EE 5621

PROBLEM SET 3

S. G. Burns

Due: Friday, 15 October

1.  You are to ion implant B (boron) through a 0.5 mm SiO₂ masking oxide on  a Si wafer such that the peak concentration will be at the SiO₂-Si interface.  Use graphs to estimate the acceleration potential in keV.  Repeat for As.  For both cases estimate the resultant straggle.

2.     How many ions are required to obtain a uniform doping profile of N_D = 2 x 10¹⁷ cm^-3 to a depth of 1μm?  How long will it take to ion implant a 12 inch (300 mm) diameter wafer assuming a beam current of 200 μA? Assume singly ionized ions.

3.    Similar to Problem 2, use ion implantation with a variable acceleration  and design your ion implant to obtain a uniform doping profile  with N_D = 1x10¹⁹ atoms/cm³  and form an abrupt junction at 1μm.   This comprises the predeposition phase.
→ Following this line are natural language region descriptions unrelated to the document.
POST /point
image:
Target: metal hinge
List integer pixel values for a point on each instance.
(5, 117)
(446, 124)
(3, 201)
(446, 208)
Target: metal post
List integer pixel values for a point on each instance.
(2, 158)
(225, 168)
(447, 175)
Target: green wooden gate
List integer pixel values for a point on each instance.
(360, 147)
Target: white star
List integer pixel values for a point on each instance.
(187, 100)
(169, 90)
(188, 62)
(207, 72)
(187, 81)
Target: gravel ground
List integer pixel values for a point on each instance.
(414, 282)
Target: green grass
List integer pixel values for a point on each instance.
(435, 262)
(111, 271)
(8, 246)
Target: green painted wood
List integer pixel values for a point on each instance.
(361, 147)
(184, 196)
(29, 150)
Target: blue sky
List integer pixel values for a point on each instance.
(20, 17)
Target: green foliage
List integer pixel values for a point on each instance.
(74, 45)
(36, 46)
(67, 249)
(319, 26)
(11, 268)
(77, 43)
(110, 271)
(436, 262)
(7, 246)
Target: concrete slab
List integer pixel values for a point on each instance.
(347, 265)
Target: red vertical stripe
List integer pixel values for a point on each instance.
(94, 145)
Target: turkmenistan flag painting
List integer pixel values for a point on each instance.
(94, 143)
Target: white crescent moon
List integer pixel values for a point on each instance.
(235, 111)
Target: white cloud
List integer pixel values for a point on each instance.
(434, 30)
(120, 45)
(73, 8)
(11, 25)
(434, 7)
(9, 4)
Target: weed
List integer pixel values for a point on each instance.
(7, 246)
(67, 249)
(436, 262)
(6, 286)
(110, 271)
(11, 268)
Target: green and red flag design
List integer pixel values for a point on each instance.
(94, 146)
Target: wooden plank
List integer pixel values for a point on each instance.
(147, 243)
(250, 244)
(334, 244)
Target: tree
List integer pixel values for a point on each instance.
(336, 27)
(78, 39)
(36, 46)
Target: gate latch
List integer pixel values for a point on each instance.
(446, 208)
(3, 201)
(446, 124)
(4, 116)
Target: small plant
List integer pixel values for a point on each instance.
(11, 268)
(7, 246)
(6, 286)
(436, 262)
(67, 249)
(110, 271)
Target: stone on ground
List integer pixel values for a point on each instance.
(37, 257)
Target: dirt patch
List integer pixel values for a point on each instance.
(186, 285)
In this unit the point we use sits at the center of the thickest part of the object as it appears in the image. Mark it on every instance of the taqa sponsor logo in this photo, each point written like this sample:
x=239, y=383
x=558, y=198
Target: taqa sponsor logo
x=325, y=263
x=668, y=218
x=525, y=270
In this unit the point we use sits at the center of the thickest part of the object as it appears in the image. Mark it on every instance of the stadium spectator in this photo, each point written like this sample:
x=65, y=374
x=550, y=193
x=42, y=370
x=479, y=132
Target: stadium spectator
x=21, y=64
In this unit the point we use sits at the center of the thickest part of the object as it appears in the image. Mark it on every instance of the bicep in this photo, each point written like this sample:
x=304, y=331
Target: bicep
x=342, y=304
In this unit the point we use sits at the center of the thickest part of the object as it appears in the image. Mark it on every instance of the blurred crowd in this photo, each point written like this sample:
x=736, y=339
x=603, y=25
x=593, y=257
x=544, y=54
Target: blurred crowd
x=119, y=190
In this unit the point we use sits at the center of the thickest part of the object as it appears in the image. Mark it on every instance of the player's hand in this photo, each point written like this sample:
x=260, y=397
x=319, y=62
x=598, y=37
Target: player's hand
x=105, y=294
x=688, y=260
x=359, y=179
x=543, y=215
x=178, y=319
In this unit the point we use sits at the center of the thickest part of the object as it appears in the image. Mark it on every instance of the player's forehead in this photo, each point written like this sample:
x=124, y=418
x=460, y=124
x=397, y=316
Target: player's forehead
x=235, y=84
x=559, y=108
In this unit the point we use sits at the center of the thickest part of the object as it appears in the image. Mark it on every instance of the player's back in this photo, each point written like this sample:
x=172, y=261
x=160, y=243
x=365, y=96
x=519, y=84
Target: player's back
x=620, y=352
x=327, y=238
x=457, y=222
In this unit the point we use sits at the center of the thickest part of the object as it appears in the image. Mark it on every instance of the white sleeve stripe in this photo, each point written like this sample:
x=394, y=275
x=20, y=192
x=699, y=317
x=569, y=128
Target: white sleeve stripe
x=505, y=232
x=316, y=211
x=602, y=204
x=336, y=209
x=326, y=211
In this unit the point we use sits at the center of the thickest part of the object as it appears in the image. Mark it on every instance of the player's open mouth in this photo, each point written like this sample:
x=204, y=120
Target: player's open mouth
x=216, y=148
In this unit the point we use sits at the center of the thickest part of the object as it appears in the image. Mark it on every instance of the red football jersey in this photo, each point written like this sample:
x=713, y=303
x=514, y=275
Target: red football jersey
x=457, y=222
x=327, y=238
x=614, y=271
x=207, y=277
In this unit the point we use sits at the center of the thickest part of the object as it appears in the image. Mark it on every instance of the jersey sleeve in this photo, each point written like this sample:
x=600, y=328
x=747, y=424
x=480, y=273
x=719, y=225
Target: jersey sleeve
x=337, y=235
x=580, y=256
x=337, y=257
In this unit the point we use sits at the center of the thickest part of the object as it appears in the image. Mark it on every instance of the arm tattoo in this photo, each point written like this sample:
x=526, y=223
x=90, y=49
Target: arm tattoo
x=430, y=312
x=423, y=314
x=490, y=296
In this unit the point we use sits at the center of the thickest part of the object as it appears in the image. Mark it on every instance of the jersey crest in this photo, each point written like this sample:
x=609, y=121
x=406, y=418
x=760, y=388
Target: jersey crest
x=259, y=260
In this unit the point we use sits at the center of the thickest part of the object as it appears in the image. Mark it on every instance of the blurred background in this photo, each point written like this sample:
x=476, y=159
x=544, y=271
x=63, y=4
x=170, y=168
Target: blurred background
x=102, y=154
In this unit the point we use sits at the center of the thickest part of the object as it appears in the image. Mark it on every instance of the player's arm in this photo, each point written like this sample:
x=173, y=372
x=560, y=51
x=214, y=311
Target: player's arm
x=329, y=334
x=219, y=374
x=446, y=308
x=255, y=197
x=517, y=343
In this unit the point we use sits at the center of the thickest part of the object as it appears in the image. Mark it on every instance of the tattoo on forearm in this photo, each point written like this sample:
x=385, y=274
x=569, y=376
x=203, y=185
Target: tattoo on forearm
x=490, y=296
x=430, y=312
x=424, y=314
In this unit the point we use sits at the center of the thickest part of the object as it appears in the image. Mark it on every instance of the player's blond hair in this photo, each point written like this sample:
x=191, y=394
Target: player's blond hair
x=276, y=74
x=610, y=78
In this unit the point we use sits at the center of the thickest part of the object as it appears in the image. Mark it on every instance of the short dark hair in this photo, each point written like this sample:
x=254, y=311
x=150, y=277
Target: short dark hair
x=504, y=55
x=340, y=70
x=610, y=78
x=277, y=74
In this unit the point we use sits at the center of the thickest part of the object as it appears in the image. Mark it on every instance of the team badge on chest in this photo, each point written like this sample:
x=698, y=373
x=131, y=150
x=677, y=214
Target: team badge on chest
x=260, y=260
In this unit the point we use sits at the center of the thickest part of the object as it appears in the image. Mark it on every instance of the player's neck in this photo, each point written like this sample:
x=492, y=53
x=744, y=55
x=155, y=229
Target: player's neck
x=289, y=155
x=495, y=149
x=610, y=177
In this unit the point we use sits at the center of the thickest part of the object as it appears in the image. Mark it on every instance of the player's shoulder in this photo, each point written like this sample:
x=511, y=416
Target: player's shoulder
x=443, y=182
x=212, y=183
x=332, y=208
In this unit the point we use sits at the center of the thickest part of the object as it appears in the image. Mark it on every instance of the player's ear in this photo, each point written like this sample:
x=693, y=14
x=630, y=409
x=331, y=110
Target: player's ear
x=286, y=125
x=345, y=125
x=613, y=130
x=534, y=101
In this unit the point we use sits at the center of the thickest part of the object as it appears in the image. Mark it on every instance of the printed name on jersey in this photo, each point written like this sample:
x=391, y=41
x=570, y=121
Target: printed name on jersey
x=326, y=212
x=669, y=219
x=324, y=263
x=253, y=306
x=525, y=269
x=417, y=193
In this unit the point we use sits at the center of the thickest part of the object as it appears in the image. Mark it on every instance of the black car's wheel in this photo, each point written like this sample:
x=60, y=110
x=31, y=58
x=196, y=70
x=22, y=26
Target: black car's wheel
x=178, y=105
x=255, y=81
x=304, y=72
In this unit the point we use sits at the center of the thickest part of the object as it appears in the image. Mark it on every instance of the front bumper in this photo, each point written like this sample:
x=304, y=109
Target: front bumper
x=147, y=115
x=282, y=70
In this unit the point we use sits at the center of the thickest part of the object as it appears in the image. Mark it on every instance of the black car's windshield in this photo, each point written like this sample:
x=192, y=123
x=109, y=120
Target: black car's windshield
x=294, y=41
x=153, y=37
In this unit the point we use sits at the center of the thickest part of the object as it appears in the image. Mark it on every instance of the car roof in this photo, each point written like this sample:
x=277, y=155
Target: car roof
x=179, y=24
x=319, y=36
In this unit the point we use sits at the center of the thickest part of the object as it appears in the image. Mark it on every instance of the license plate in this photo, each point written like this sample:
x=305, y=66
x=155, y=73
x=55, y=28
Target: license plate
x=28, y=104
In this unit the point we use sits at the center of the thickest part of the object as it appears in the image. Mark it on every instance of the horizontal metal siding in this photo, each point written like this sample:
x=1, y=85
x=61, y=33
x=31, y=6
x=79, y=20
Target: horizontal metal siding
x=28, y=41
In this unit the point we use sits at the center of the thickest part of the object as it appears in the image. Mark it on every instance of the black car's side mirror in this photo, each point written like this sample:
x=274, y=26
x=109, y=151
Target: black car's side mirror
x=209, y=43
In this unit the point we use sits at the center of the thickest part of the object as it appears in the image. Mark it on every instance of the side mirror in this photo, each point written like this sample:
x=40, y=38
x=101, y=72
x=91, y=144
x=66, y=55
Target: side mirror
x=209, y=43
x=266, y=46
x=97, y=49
(i)             What is the dose?

(ii)         

n(x)

How long will it take to ion implant an 8 inch (200 mm= 20cm) diameter wafer assuming a beam current of 700 μA? Assume doubly ionized ions.

 

 

 

 

 

 

This predeposition ion implantation is now capped and we proceed with a finite (limited) source  diffusion at a temperature T₁ for a time t₁. 

(a)           Sketch the resultant new doping profile and answer the following:

(b)          During this time used for this finite source diffusion, the surface concentration will (INCREASE, DECREASE, REMAIN THE SAME); the junction depth, x_j,  will   (INCREASE, DECREASE, REMAIN THE SAME); and the dose, Q_o, will (INCREASE, DECREASE, REMAIN THE SAME).  Circle your choices.